While deep learning methods have shown great promise in improving the effectiveness of prostate cancer (PCa) diagnosis by detecting suspicious lesions from trans-rectal ultrasound (TRUS), they must overcome multiple simultaneous challenges. There is high heterogeneity in tissue appearance, significant class imbalance in favor of benign examples, and scarcity in the number and quality of ground truth annotations available to train models. Failure to address even a single one of these problems can result in unacceptable clinical outcomes.We propose TRUSWorthy, a carefully designed, tuned, and integrated system for reliable PCa detection. Our pipeline integrates self-supervised learning, multiple-instance learning aggregation using transformers, random-undersampled boosting and ensembling: these address label scarcity, weak labels, class imbalance, and overconfidence, respectively. We train and rigorously evaluate our method using a large, multi-center dataset of micro-ultrasound data. Our method outperforms previous state-of-the-art deep learning methods in terms of accuracy and uncertainty calibration, with AUROC and balanced accuracy scores of 79.9% and 71.5%, respectively.
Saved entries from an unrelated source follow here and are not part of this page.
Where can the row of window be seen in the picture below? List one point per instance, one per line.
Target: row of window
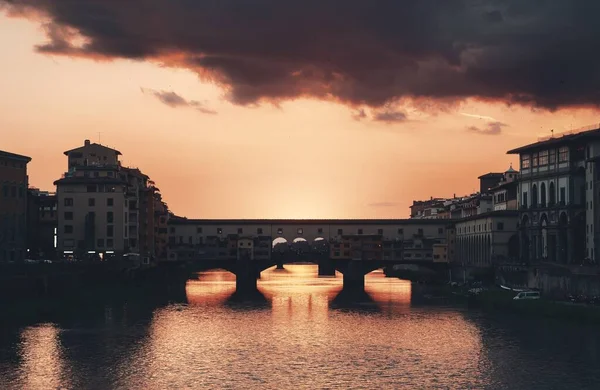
(300, 231)
(68, 216)
(91, 202)
(544, 157)
(68, 229)
(479, 228)
(542, 201)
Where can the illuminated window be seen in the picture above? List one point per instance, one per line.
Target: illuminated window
(543, 159)
(525, 161)
(563, 154)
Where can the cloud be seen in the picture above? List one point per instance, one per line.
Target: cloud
(389, 116)
(357, 52)
(359, 114)
(491, 128)
(383, 204)
(173, 100)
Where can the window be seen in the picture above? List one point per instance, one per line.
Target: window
(543, 159)
(563, 154)
(525, 161)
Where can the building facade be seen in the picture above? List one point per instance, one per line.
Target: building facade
(487, 239)
(13, 206)
(42, 224)
(557, 198)
(105, 209)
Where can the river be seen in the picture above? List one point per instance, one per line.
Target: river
(302, 334)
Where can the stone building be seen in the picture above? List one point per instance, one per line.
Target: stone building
(557, 198)
(13, 206)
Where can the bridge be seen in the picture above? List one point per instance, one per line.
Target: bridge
(353, 247)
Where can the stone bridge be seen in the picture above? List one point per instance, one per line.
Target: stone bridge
(206, 244)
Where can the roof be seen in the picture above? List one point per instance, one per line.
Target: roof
(558, 140)
(496, 213)
(14, 156)
(92, 144)
(504, 185)
(89, 180)
(491, 175)
(280, 222)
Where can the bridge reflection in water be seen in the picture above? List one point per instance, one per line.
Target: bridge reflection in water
(298, 288)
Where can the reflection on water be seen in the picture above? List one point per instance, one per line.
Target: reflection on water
(306, 333)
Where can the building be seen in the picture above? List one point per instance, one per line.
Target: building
(105, 209)
(427, 209)
(489, 181)
(42, 222)
(505, 193)
(13, 206)
(557, 197)
(487, 239)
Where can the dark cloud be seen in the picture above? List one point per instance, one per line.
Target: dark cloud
(491, 128)
(359, 114)
(541, 53)
(383, 204)
(389, 116)
(173, 100)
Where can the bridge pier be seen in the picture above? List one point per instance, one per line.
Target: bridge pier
(354, 275)
(246, 275)
(326, 267)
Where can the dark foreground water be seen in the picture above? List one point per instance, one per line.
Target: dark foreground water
(302, 335)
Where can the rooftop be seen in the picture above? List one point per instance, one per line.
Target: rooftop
(560, 139)
(86, 144)
(14, 156)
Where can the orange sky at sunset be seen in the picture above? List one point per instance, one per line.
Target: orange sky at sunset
(302, 159)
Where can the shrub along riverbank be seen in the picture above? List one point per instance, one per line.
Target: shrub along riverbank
(497, 299)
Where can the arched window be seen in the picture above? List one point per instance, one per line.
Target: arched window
(534, 202)
(543, 195)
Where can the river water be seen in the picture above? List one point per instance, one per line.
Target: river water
(302, 334)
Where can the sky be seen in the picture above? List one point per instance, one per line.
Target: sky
(269, 109)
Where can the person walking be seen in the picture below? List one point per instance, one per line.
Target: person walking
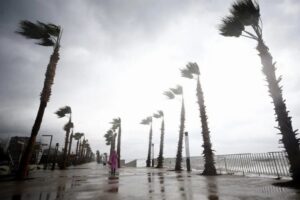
(113, 161)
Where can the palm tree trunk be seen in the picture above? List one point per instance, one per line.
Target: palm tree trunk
(45, 96)
(70, 144)
(289, 139)
(209, 165)
(119, 145)
(65, 156)
(77, 151)
(160, 159)
(113, 144)
(148, 161)
(180, 140)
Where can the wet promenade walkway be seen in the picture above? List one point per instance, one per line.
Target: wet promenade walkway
(92, 181)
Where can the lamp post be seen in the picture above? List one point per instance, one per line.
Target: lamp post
(51, 136)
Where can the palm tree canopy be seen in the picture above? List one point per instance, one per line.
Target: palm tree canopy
(159, 114)
(68, 126)
(77, 136)
(46, 34)
(186, 73)
(146, 121)
(116, 123)
(231, 26)
(169, 94)
(63, 111)
(193, 68)
(246, 12)
(109, 136)
(178, 90)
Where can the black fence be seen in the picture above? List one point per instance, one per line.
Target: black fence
(266, 164)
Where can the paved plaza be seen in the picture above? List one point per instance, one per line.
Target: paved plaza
(92, 181)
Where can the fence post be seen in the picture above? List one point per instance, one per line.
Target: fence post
(278, 177)
(225, 164)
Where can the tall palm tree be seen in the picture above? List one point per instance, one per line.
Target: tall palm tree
(116, 123)
(77, 136)
(47, 35)
(70, 143)
(110, 138)
(246, 14)
(62, 112)
(171, 95)
(160, 158)
(148, 121)
(192, 71)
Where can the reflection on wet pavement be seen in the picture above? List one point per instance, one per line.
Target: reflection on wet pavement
(94, 182)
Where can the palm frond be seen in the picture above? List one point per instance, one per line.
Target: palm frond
(186, 73)
(159, 114)
(146, 121)
(246, 12)
(116, 121)
(77, 136)
(193, 68)
(68, 126)
(46, 34)
(178, 90)
(51, 29)
(169, 94)
(63, 111)
(231, 26)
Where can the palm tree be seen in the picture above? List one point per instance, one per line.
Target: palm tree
(148, 121)
(192, 71)
(62, 112)
(171, 95)
(116, 123)
(70, 143)
(47, 35)
(246, 14)
(77, 136)
(160, 158)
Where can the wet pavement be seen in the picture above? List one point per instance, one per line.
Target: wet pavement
(92, 181)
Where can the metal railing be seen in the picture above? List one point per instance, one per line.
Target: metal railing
(268, 164)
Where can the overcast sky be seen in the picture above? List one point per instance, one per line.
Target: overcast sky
(118, 56)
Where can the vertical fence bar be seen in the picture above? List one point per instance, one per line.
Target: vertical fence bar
(267, 166)
(277, 172)
(242, 166)
(225, 164)
(280, 166)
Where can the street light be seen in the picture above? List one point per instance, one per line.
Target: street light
(51, 136)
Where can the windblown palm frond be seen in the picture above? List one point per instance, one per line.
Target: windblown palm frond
(63, 111)
(51, 29)
(178, 90)
(193, 68)
(159, 114)
(186, 73)
(47, 34)
(146, 121)
(231, 26)
(169, 94)
(246, 12)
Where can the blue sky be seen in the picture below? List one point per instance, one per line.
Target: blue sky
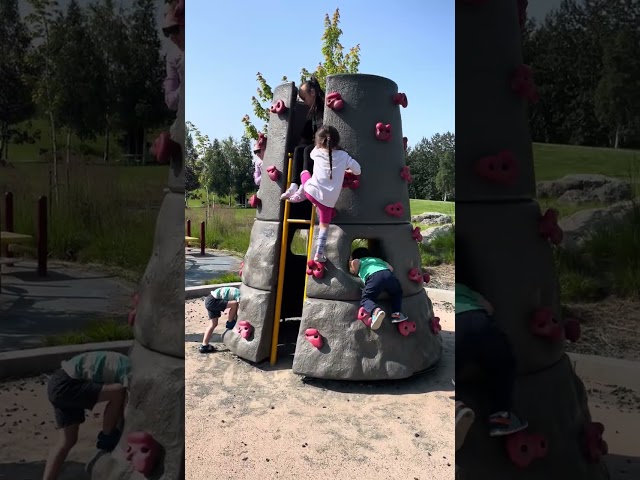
(228, 42)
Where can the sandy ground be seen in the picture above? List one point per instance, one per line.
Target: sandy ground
(246, 422)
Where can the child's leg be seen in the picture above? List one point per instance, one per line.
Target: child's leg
(67, 438)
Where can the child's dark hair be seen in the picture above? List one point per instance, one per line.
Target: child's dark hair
(360, 252)
(329, 138)
(318, 104)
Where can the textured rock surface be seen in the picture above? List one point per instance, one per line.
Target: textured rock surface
(256, 307)
(399, 249)
(352, 351)
(156, 406)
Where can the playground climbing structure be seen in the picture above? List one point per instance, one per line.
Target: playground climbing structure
(498, 221)
(279, 287)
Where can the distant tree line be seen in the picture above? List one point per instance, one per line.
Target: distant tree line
(586, 61)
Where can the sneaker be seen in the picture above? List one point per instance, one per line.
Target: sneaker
(464, 419)
(293, 188)
(398, 317)
(207, 349)
(505, 423)
(377, 318)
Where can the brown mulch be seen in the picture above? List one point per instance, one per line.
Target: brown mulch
(608, 328)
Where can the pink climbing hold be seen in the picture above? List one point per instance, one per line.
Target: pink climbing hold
(383, 132)
(244, 329)
(315, 269)
(434, 323)
(416, 234)
(278, 107)
(548, 225)
(335, 102)
(314, 337)
(415, 275)
(572, 330)
(143, 452)
(273, 172)
(544, 324)
(522, 448)
(594, 444)
(395, 209)
(254, 201)
(406, 328)
(522, 83)
(501, 168)
(364, 317)
(401, 99)
(405, 174)
(351, 181)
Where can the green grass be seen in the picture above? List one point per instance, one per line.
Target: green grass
(107, 330)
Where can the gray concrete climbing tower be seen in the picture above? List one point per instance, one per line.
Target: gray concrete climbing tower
(507, 242)
(332, 342)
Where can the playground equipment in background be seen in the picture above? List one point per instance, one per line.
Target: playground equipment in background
(498, 220)
(321, 302)
(9, 237)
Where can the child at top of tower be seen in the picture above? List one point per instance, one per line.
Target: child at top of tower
(218, 301)
(378, 277)
(324, 186)
(480, 341)
(312, 95)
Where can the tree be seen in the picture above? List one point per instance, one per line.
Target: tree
(446, 177)
(16, 103)
(335, 61)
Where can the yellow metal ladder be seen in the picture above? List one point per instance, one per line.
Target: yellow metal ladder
(283, 261)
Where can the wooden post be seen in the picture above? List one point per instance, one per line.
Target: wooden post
(8, 218)
(42, 236)
(202, 239)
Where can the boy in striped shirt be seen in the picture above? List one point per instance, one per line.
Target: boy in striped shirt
(82, 382)
(221, 299)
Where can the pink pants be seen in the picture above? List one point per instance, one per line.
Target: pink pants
(325, 214)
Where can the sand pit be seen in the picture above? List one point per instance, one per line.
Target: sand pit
(246, 422)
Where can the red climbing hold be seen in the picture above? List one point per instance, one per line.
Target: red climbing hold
(594, 444)
(278, 107)
(405, 174)
(316, 269)
(522, 449)
(244, 329)
(143, 452)
(416, 234)
(434, 323)
(273, 172)
(351, 181)
(544, 324)
(395, 209)
(254, 201)
(501, 168)
(415, 275)
(548, 225)
(522, 83)
(400, 99)
(164, 148)
(335, 102)
(406, 328)
(314, 337)
(383, 132)
(364, 317)
(572, 330)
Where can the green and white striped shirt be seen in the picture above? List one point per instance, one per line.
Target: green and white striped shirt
(226, 293)
(99, 367)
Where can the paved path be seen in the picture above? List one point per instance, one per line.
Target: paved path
(32, 307)
(214, 264)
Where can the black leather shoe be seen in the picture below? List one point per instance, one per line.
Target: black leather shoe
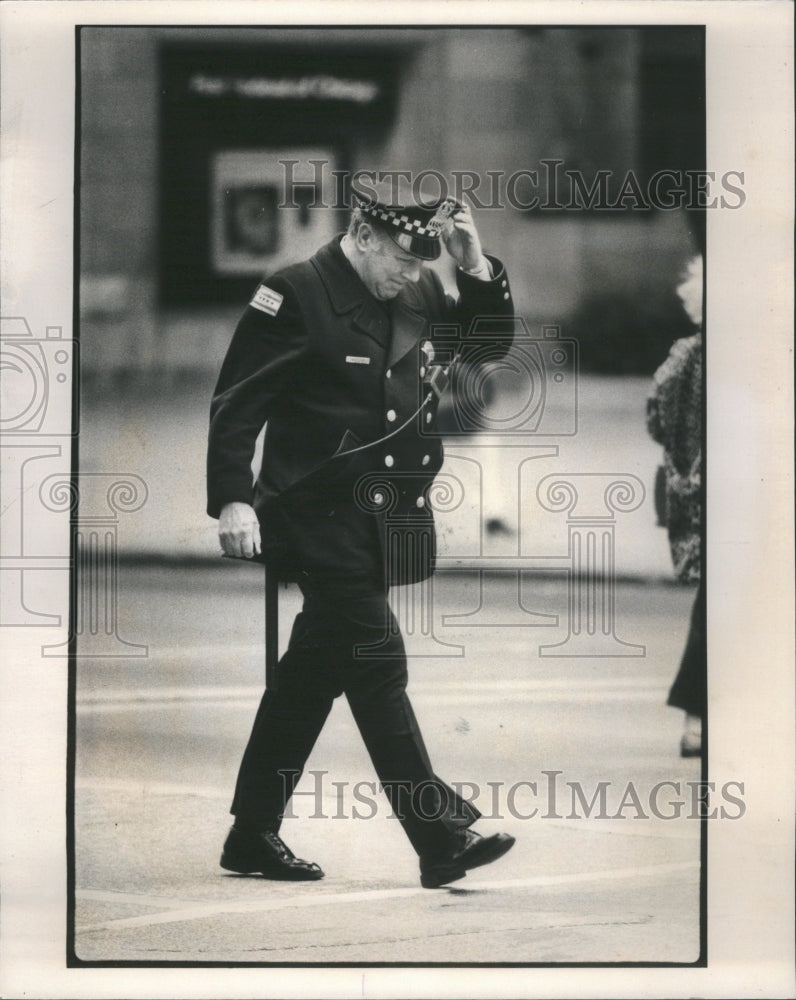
(469, 850)
(263, 851)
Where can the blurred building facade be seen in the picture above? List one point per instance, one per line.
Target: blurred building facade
(184, 134)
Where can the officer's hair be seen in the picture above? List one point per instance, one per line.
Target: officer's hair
(357, 219)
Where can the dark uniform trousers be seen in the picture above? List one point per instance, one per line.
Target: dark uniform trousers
(326, 658)
(689, 690)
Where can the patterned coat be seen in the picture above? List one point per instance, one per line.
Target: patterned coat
(674, 419)
(342, 383)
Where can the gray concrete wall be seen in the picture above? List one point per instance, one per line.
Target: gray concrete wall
(475, 100)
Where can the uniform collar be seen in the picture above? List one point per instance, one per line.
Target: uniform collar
(348, 294)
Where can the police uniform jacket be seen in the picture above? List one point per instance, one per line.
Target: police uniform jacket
(347, 387)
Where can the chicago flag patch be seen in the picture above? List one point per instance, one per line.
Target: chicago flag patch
(267, 300)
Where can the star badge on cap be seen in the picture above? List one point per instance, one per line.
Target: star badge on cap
(415, 228)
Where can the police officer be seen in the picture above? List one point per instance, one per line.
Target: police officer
(343, 358)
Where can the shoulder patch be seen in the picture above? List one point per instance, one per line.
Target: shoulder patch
(267, 300)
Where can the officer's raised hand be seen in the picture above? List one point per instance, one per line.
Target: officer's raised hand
(239, 530)
(462, 241)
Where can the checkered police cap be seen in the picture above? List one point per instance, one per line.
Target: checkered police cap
(415, 228)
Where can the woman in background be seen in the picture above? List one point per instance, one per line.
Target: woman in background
(674, 419)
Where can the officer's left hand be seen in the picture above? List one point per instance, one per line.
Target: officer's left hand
(462, 241)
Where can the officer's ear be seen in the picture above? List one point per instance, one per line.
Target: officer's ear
(367, 239)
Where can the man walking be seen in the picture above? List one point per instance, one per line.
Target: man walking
(344, 357)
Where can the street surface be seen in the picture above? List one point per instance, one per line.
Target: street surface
(159, 739)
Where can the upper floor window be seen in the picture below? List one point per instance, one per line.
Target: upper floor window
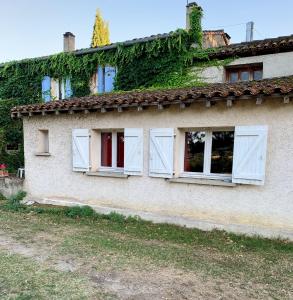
(56, 89)
(244, 73)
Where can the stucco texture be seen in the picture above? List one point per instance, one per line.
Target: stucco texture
(269, 206)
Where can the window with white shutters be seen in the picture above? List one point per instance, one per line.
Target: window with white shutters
(133, 158)
(80, 150)
(250, 149)
(161, 152)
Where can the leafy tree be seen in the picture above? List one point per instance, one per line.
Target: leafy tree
(101, 35)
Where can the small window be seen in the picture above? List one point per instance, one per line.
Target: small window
(112, 150)
(43, 143)
(209, 153)
(12, 148)
(244, 73)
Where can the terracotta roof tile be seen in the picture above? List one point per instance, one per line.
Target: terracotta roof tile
(221, 91)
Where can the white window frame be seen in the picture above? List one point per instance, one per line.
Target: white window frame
(206, 174)
(114, 167)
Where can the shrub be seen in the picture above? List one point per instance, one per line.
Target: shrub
(79, 212)
(13, 202)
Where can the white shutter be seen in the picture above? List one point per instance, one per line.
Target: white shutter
(81, 150)
(133, 154)
(249, 158)
(161, 152)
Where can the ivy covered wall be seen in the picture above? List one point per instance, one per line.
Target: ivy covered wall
(160, 63)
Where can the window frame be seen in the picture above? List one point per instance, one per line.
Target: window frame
(206, 174)
(114, 167)
(243, 68)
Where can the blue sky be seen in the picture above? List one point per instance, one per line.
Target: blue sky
(34, 28)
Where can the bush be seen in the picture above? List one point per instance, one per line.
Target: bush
(79, 212)
(13, 202)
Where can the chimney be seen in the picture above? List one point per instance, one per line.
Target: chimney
(189, 8)
(249, 31)
(68, 42)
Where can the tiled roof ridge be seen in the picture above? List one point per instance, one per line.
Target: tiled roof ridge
(221, 91)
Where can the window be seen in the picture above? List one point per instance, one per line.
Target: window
(105, 79)
(112, 150)
(43, 143)
(244, 73)
(55, 89)
(209, 153)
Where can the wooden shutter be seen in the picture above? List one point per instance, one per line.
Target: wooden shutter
(80, 150)
(133, 151)
(68, 89)
(161, 152)
(249, 158)
(110, 74)
(46, 88)
(101, 80)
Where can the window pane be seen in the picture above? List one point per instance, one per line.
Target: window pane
(244, 76)
(233, 77)
(120, 150)
(222, 152)
(194, 151)
(257, 75)
(106, 149)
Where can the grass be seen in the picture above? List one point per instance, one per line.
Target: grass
(101, 242)
(22, 278)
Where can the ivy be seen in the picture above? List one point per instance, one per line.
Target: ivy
(160, 63)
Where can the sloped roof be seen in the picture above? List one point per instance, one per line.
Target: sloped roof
(257, 47)
(212, 92)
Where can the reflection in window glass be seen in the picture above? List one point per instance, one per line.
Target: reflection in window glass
(194, 151)
(257, 75)
(244, 76)
(222, 152)
(233, 76)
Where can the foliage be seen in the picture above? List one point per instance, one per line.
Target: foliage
(101, 35)
(156, 64)
(79, 212)
(14, 202)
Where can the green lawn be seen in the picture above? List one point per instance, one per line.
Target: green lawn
(48, 253)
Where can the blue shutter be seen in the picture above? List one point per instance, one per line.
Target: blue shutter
(110, 74)
(68, 90)
(46, 88)
(101, 82)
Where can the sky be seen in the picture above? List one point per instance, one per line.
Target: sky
(34, 28)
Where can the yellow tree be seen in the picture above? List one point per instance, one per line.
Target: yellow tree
(101, 35)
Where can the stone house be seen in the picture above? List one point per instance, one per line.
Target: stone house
(216, 156)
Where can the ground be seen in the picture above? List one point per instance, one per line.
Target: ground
(48, 256)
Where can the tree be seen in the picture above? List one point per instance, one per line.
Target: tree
(101, 35)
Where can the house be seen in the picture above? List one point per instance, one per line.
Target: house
(211, 156)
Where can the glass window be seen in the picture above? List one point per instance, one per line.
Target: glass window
(112, 149)
(222, 152)
(106, 149)
(194, 151)
(244, 76)
(257, 75)
(233, 77)
(209, 152)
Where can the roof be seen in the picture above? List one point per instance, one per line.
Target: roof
(257, 47)
(282, 86)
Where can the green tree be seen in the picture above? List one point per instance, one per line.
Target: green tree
(101, 35)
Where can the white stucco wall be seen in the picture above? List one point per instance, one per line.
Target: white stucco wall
(251, 208)
(274, 65)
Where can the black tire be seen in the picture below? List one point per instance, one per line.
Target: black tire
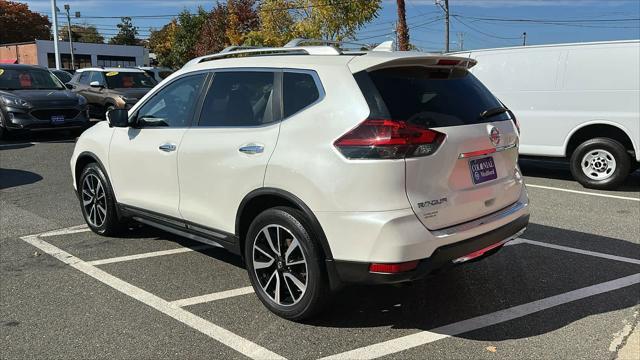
(110, 224)
(316, 293)
(599, 146)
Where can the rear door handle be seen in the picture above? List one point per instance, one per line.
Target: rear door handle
(167, 147)
(252, 149)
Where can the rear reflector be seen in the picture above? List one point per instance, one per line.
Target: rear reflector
(393, 268)
(388, 139)
(478, 253)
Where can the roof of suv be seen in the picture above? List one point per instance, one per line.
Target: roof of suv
(110, 69)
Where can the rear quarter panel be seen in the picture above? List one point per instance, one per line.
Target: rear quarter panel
(307, 164)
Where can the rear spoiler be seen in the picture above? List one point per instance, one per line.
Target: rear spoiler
(378, 60)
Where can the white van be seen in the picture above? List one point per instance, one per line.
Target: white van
(579, 101)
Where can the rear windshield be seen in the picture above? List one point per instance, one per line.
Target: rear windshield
(432, 97)
(28, 79)
(116, 80)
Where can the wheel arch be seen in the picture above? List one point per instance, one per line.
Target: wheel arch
(264, 198)
(599, 128)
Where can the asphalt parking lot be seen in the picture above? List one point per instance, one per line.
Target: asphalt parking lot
(569, 288)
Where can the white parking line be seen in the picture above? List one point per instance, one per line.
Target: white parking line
(148, 255)
(424, 337)
(583, 192)
(213, 296)
(580, 251)
(224, 336)
(66, 231)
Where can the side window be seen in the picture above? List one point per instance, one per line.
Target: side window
(173, 105)
(299, 91)
(84, 77)
(239, 98)
(96, 76)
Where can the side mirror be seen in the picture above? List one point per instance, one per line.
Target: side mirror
(118, 118)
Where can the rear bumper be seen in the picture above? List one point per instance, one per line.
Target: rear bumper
(19, 119)
(442, 257)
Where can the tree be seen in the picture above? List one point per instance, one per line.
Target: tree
(277, 25)
(18, 23)
(81, 33)
(333, 19)
(127, 33)
(213, 36)
(161, 43)
(242, 19)
(187, 35)
(401, 27)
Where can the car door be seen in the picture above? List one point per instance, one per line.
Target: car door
(225, 155)
(143, 158)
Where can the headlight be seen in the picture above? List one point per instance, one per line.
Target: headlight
(15, 101)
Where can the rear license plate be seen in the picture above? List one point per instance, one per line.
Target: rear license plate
(57, 119)
(483, 170)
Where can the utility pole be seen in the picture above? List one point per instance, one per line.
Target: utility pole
(445, 8)
(401, 27)
(73, 63)
(460, 41)
(54, 14)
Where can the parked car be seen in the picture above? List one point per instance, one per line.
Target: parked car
(63, 75)
(111, 88)
(319, 167)
(158, 73)
(577, 101)
(32, 98)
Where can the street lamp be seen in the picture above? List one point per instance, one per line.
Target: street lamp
(73, 63)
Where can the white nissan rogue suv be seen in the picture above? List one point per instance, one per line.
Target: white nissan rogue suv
(320, 167)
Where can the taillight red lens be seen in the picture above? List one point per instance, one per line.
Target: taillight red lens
(388, 139)
(515, 121)
(394, 268)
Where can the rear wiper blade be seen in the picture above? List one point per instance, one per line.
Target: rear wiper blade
(492, 112)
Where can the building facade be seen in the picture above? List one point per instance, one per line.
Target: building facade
(40, 52)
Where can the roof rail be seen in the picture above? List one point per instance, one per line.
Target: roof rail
(235, 48)
(251, 52)
(302, 41)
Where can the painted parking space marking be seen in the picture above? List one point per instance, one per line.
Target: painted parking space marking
(580, 251)
(226, 337)
(148, 255)
(424, 337)
(583, 192)
(66, 231)
(213, 297)
(253, 350)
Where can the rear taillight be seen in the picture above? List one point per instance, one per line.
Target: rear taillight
(388, 139)
(515, 121)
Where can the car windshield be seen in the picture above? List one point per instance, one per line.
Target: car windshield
(28, 79)
(64, 76)
(117, 80)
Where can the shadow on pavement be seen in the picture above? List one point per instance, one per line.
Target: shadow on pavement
(516, 275)
(559, 169)
(11, 178)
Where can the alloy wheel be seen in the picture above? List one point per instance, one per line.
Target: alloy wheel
(94, 200)
(598, 164)
(280, 265)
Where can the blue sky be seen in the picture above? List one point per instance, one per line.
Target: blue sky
(423, 17)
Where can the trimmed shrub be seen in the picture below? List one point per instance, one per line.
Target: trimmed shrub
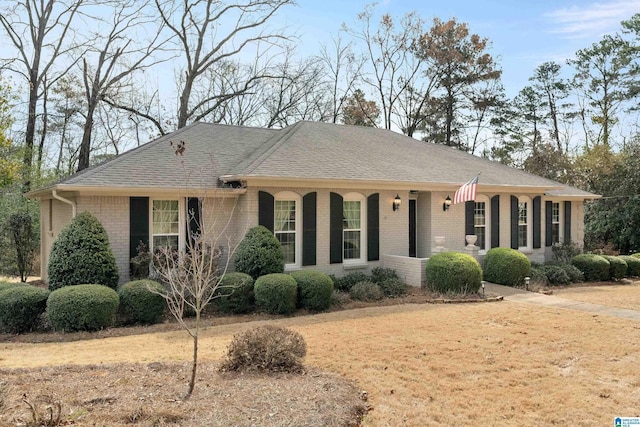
(556, 275)
(21, 308)
(574, 273)
(81, 254)
(276, 293)
(82, 308)
(617, 267)
(140, 304)
(345, 283)
(266, 348)
(594, 267)
(259, 253)
(392, 288)
(506, 266)
(380, 274)
(366, 291)
(633, 266)
(235, 294)
(314, 289)
(453, 272)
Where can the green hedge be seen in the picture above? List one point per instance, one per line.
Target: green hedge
(314, 289)
(617, 267)
(453, 272)
(506, 266)
(21, 308)
(82, 308)
(276, 293)
(140, 304)
(594, 267)
(235, 294)
(259, 253)
(81, 254)
(633, 266)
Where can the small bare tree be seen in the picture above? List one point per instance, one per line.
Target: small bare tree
(192, 278)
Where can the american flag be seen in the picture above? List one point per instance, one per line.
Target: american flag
(467, 192)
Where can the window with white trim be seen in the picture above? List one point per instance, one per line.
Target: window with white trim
(354, 228)
(165, 224)
(286, 217)
(555, 222)
(480, 224)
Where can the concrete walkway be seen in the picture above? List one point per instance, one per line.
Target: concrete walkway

On the top 20% of predictions with the highest confidence, we can achieve a balanced accuracy of up to 91%. The success of TRUSWorthy demonstrates the potential of integrated deep learning solutions to meet clinical needs in a highly challenging deployment setting, and is a significant step towards creating a trustworthy system for computer-assisted PCa diagnosis.

Paper Structure

This paper contains 10 sections, 1 equation, 3 figures, 4 tables.

Figures (3)

  • Figure 1: An overview of our proposed approach. (a) Data extraction and coarse labelling from histopathology. (b) Pre-training an ROI classifier using self-supervised learning. (c) MIL finetuning using transfer weights and a Transformer. (d) Training an ensemble of specialized learners on distinctly resampled training sets.
  • Figure 2: (a) Accuracy-rejection plot showing the balanced accuracy of each method at different confidence thresholds. (b) ROC Curves for our method and other PCa detection baselines. True and False Positive Rates of clinical benchmarks are shown as points.
  • Figure 3: Visualizing TRUSWorthy's predictions at 3 rejection thresholds $(r=0,20,40\%)$. Cancer and benign predictions are highlighted in red and blue, respectively. The prostate and needle trace regions are shaded in purple and yellow, respectively.